Yeah, the biking thing is pretty shortsighted. Another danger is that people of any age who bike are moving targets for insensitive idiots who just want to test their skills at hitting moving objects with fast-food remnants, ice from their now empty drink cups, spit, or other objects that they might wish to hurl. Ever get hit by a cup of ice slamming into your bare skin at forty miles an hour?
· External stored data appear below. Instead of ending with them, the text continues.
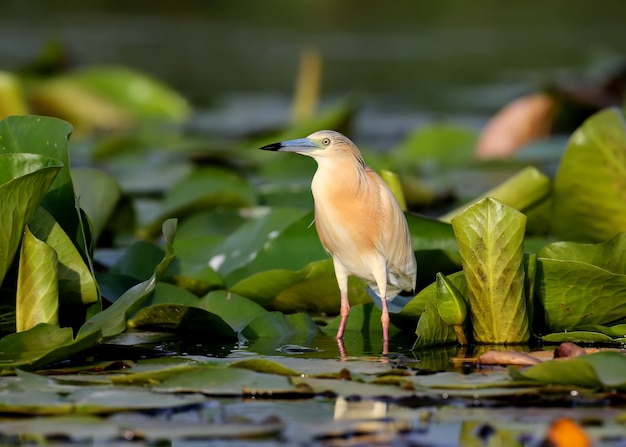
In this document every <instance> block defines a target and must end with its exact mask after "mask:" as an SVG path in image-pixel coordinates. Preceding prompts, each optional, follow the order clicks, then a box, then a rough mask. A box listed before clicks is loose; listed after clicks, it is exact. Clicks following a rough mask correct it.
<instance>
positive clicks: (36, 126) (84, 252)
mask: <svg viewBox="0 0 626 447" xmlns="http://www.w3.org/2000/svg"><path fill="white" fill-rule="evenodd" d="M64 100H65V101H67V99H64ZM71 133H72V125H71V124H70V123H68V122H66V121H62V120H59V119H56V118H50V117H43V116H10V117H8V118H6V119H4V120H2V121H0V151H1V152H2V153H15V154H18V153H22V154H26V153H31V154H32V153H35V154H39V155H41V156H44V157H51V158H54V159H56V160H58V161H59V162H60V164H59V163H58V162H56V164H57V165H59V166H61V168H60V170H58V169H57V170H58V174H57V175H56V177H55V178H54V181H53V182H52V185H50V187H49V188H48V191H47V193H46V195H45V196H44V198H43V200H42V201H41V205H42V206H43V207H44V208H45V209H46V210H47V211H48V212H49V213H50V214H52V216H53V217H54V219H55V220H56V221H57V222H58V223H59V225H61V228H63V230H64V231H65V232H66V233H67V234H68V236H69V237H70V239H72V241H73V242H74V243H75V244H76V246H77V247H78V248H79V250H81V252H82V253H87V245H88V244H87V242H86V234H85V232H84V230H83V223H82V221H81V216H80V211H79V209H78V207H77V205H76V199H75V195H74V186H73V184H72V178H71V176H70V160H69V151H68V144H69V136H70V134H71ZM33 192H34V190H31V191H29V193H33ZM28 198H29V199H31V198H30V197H28ZM36 198H37V197H33V198H32V199H31V200H29V201H32V202H35V200H33V199H36ZM20 200H21V202H23V203H25V201H24V200H23V199H20ZM1 203H3V204H4V203H7V202H5V201H4V200H2V202H1ZM9 203H10V202H9ZM2 214H5V213H2ZM14 225H15V222H14ZM18 227H19V226H18ZM3 228H8V227H5V226H3ZM19 231H20V232H21V227H20V230H19Z"/></svg>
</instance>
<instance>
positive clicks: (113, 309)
mask: <svg viewBox="0 0 626 447" xmlns="http://www.w3.org/2000/svg"><path fill="white" fill-rule="evenodd" d="M176 223H177V222H176V220H173V219H171V220H167V221H165V222H164V223H163V236H164V238H165V243H166V244H165V256H164V257H163V259H162V260H161V262H160V263H159V264H158V265H157V266H156V267H155V268H154V273H153V274H152V276H151V277H150V278H148V279H147V280H145V281H144V282H141V283H139V284H137V285H135V286H133V287H132V288H130V289H129V290H128V291H126V293H124V294H123V295H122V296H120V297H119V298H118V299H117V300H116V301H115V302H114V303H113V304H112V305H111V306H110V307H108V308H107V309H105V310H103V311H102V312H100V313H98V314H96V315H94V316H93V317H92V318H90V319H89V320H87V321H86V322H85V324H83V326H82V327H81V328H80V330H79V332H78V336H77V338H79V339H80V338H82V337H87V336H90V335H91V334H93V333H94V332H96V331H97V332H101V333H102V336H103V337H112V336H114V335H117V334H119V333H121V332H124V330H125V329H126V320H127V318H128V317H129V316H130V315H132V314H134V313H135V312H136V311H137V310H138V309H139V307H140V306H141V305H142V304H143V302H144V301H145V300H146V299H148V297H149V296H150V294H151V293H152V292H153V291H154V288H155V286H156V283H157V281H158V280H159V279H160V278H161V277H162V276H163V275H164V274H165V271H166V270H167V268H168V267H169V265H170V263H171V262H172V261H173V259H174V257H175V255H176V252H175V251H174V247H173V245H172V243H173V242H174V235H175V234H176Z"/></svg>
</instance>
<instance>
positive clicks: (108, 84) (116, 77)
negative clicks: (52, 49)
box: [65, 66, 191, 121]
Sadly, the more steps you take to make yourself visible, the more you clarify yourself as a target for these idiots. At one point during my chosen biking-transportation days, I opted NOT to use lights or reflectors at night, in order to remain concealed from such people. I made extremely careful maneuvers in the dark (think cats at night moving between parked cars), which took much more time than just gunning it straight out. I took back roads, hid far off to the side when I saw oncoming cars, proceeded with caution at every pedal, carefully watching out for dangerous situations or for potential target hunters.

Johann Wundersamer
March 23, 2017 4:26 pm

Leo ‘I will certainly not confine my reaction to writing articles.’

you’re welcome or out.

2 irons in the fire isn’t.

Billy
March 23, 2017 6:45 pm

My doctor moved away because the climate is too cold. Must be due to climate change.

John Blethen
March 24, 2017 10:52 am

Doctors are like everyone else. Some will jump on a bandwagon if it coincides with their political beliefs. A few years ago at an appointment with a doctor he proceeded to ask me if I had a gun in my house and launched into a lecture about the dangers of guns. He gave me some literature from some anti-gun physicians organization which contained nothing but false claims. This climate bandwagon group is similar.

Reply to  John Blethen
March 28, 2017 9:41 am

Yes, there was a similar (or dissimilar) campaign to use doctors to agitate patients against guns.

Sara
March 26, 2017 10:39 am

So, as I understand it, I”m in more danger from the raccoon on my front porch meeting and mating with aliens because my doctor needs to lecture me about climate change when he never goes outside or lets sunlight strike his skin.

Got it! Next time I go see a doctor (bleah), if he starts lecturing me about climate or raccoons or guns, I’ll ask him how much he paid the stripper in the Pink Pony club on the highway. If that doesn’t shut him up, nothing will.